Source code for dynex_scikit_plugin.utilities

# The following traversal code is adapted from NumPy's implementation.

# Copyright (c) 2005-2022, NumPy Developers.
# All rights reserved.
#
# Redistribution and use in source and binary forms, with or without
# modification, are permitted provided that the following conditions are
# met:
#
#     * Redistributions of source code must retain the above copyright
#        notice, this list of conditions and the following disclaimer.
#
#     * Redistributions in binary form must reproduce the above
#        copyright notice, this list of conditions and the following
#        disclaimer in the documentation and/or other materials provided
#        with the distribution.
#
#     * Neither the name of the NumPy Developers nor the names of any
#        contributors may be used to endorse or promote products derived
#        from this software without specific prior written permission.
#
# THIS SOFTWARE IS PROVIDED BY THE COPYRIGHT HOLDERS AND CONTRIBUTORS
# "AS IS" AND ANY EXPRESS OR IMPLIED WARRANTIES, INCLUDING, BUT NOT
# LIMITED TO, THE IMPLIED WARRANTIES OF MERCHANTABILITY AND FITNESS FOR
# A PARTICULAR PURPOSE ARE DISCLAIMED. IN NO EVENT SHALL THE COPYRIGHT
# OWNER OR CONTRIBUTORS BE LIABLE FOR ANY DIRECT, INDIRECT, INCIDENTAL,
# SPECIAL, EXEMPLARY, OR CONSEQUENTIAL DAMAGES (INCLUDING, BUT NOT
# LIMITED TO, PROCUREMENT OF SUBSTITUTE GOODS OR SERVICES; LOSS OF USE,
# DATA, OR PROFITS; OR BUSINESS INTERRUPTION) HOWEVER CAUSED AND ON ANY
# THEORY OF LIABILITY, WHETHER IN CONTRACT, STRICT LIABILITY, OR TORT
# (INCLUDING NEGLIGENCE OR OTHERWISE) ARISING IN ANY WAY OUT OF THE USE
# OF THIS SOFTWARE, EVEN IF ADVISED OF THE POSSIBILITY OF SUCH DAMAGE.

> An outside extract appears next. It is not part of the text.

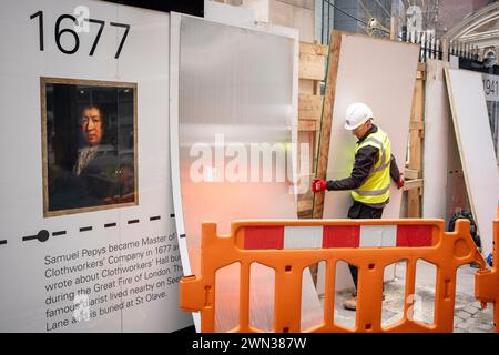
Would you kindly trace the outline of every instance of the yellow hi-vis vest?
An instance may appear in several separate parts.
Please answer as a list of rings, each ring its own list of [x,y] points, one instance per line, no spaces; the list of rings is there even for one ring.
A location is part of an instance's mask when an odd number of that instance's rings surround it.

# Modifications are licensed under the Apache 2.0 Software license.

# Copyright 2023 D-Wave Systems Inc.
#
# Licensed under the Apache License, Version 2.0 (the "License");
# you may not use this file except in compliance with the License.
# You may obtain a copy of the License at
#
#   http://www.apache.org/licenses/LICENSE-2.0
#
# Unless required by applicable law or agreed to in writing, software
# distributed under the License is distributed on an "AS IS" BASIS,
# WITHOUT WARRANTIES OR CONDITIONS OF ANY KIND, either express or implied.
# See the License for the specific language governing permissions and
# limitations under the License.

import typing

import numpy as np
import numpy.typing as npt

__all__ = ["corrcoef", "cov", "dot_2d"]


[docs]def corrcoef(x: npt.ArrayLike, *,
             out: typing.Optional[np.ndarray] = None,
             rowvar: bool = True,
             copy: bool = True,
             ) -> np.ndarray:
    """A drop-in replacement for :func:`numpy.corrcoef`.

    This method is modified to avoid unnecessary memory usage when working with
    :class:`numpy.memmap` arrays.
    It does not support the full range of arguments accepted by
    :func:`numpy.corrcoef`.

    Additionally, in the case that a row of ``x`` is fixed, this method
    will return a correlation value of 0 rather than :class:`numpy.nan`.

    Args:
        x: See :func:`numpy.corrcoef`.

        out: Output argument. This must be the exact kind that would be returned
            if it was not used.

        rowvar: See :func:`numpy.corrcoef`.

        copy: If ``True``, ``x`` is not modified by this function.

    Returns:
        See :func:`numpy.corrcoef`.

    """
    c = cov(x, out=out, rowvar=rowvar, copy=copy)
    try:
        d = np.diag(c)
    except ValueError:
        # scalar covariance
        # nan if incorrect value (nan, inf, 0), 1 otherwise
        return c / c
    stddev = np.sqrt(d.real)

    # the places that stddev == 0 are exactly the places that the columns
    # are fixed. We can safely ignore those when dividing
    np.divide(c, stddev[:, None], out=c, where=stddev[:, None] != 0)
    np.divide(c, stddev[None, :], out=c, where=stddev[None, :] != 0)

    # Clip real and imaginary parts to [-1, 1].  This does not guarantee
    # abs(a[i,j]) <= 1 for complex arrays, but is the best we can do without
    # excessive work.
    np.clip(c.real, -1, 1, out=c.real)
    if np.iscomplexobj(c):
        np.clip(c.imag, -1, 1, out=c.imag)

    return c


[docs]def cov(m: npt.ArrayLike, *,
        out: typing.Optional[np.ndarray] = None,
        rowvar: bool = True,
        copy: bool = True,
        ) -> np.ndarray:
    """A drop-in replacement for :func:`numpy.cov`.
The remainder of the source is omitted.